Nadav Amit <nadav.amit@xxxxxxxxx> · Fri, 22 Oct 2021 08:37:08 -0700

> On Oct 21, 2021, at 8:06 PM, Andrew Morton <akpm@xxxxxxxxxxxxxxxxxxxx> wrote:
> 
> On Thu, 21 Oct 2021 05:23:22 -0700 Nadav Amit <nadav.amit@xxxxxxxxx> wrote:
> 
>> From: Nadav Amit <namit@xxxxxxxxxx>
>> 
>> Consistent use of the mmu_gather interface requires a call to
>> tlb_start_vma() and tlb_end_vma() for each VMA. free_pgtables() does not
>> follow this pattern.
>> 
>> Certain architectures need tlb_start_vma() to be called in order for
>> tlb_update_vma_flags() to update the VMA flags (tlb->vma_exec and
>> tlb->vma_huge), which are later used for the proper TLB flush to be
>> issued. Since tlb_start_vma() is not called, this can lead to the wrong
>> VMA flags being used when the flush is performed.
>> 
>> Specifically, the munmap syscall would call unmap_region(), which unmaps
>> the VMAs and then frees the page-tables. A flush is needed after
>> the page-tables are removed to prevent page-walk caches from holding
>> stale entries, but this flush would use the flags of the VMA flags of
>> the last VMA that was flushed. This does not appear to be right.
> 
> Any thoughts on what the worst-case end-user cisible effects of this
> would be?
> 
> Again, I'm wondering about the desirability of a -stable backport.
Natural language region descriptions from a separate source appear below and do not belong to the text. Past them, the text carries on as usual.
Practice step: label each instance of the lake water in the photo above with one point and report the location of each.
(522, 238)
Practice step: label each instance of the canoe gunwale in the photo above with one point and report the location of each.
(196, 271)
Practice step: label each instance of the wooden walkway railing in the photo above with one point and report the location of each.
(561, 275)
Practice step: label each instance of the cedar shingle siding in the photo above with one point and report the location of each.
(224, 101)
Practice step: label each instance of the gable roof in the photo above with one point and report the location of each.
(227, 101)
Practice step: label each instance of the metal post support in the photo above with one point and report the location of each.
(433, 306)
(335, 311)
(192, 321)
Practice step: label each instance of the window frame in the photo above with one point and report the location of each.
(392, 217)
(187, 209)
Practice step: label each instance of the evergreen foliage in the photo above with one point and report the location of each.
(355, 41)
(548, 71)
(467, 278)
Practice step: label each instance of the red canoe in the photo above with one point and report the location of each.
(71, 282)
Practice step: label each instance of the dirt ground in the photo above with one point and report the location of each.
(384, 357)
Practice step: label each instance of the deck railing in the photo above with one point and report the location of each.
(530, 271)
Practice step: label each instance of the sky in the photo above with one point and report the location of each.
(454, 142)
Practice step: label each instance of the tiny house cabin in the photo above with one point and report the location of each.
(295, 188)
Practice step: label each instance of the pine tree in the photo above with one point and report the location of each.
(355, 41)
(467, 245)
This issue is not relevant for x86, which I am most familiar with, hence my
limited understanding of the impact on specific architectures.

In general, a TLB flush is needed after the page-tables are released
(in contrast to PTE removal) to prevent a speculative page-walk that might
access IO pages or install bogus entries. Such speculative page-walks have
been reported (on x86) as causing a machine-check. [1]
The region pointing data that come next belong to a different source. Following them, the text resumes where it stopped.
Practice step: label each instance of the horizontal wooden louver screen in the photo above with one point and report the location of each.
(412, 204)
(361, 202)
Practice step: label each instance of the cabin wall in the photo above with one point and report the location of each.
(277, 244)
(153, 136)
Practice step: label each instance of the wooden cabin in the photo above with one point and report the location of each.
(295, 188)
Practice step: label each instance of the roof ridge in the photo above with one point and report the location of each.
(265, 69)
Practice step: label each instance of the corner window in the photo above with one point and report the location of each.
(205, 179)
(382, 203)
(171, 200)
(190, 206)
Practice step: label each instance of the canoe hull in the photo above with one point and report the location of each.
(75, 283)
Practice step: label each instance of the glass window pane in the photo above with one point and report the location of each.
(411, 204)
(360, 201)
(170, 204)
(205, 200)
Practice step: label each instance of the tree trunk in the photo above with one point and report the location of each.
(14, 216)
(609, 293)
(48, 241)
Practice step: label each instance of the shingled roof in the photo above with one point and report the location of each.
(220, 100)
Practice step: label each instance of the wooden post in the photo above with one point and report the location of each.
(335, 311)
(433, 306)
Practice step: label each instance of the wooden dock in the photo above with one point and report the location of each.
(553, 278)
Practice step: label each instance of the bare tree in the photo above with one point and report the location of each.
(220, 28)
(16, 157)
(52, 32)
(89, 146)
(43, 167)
If a certain architecture has different page-walk caches for executable and
non-executable pages (i.e., different page-walk caches for iTLB and dTLB) or
for different page sizes, it might not perform the necessary TLB flush on the
proper TLB.

Looking at the code, we can see MIPS’s flow of:

tlb_flush()
->flush_tlb_range()
->local_flush_tlb_page()
->flush_micro_tlb_vm()

which calls flush_micro_tlb() only if (vma->vm_flags & VM_EXEC). So
MIPS cares about the VM_EXEC. Yet, it is not certain MIPS might be
affected.

For an architecture to be affected it needs to have all the following
properties:

1. Be able to experience hardware failure/exceptions on speculative
   page-walks.

2. Have separate page-walk caches for exec/data or huge/small pages.

3. Flush the TLBs based on VM_EXEC and VM_HUGETLB.

>From the code, MIPS has the 3rd property and presumably the 2nd, but it is
not certain it has the 1st.

I did not mark it as stable, since I am not sure such an architecture
exists.

[1] https://lore.kernel.org/lkml/tip-b956575bed91ecfb136a8300742ecbbf451471ab@xxxxxxxxxxxxxx/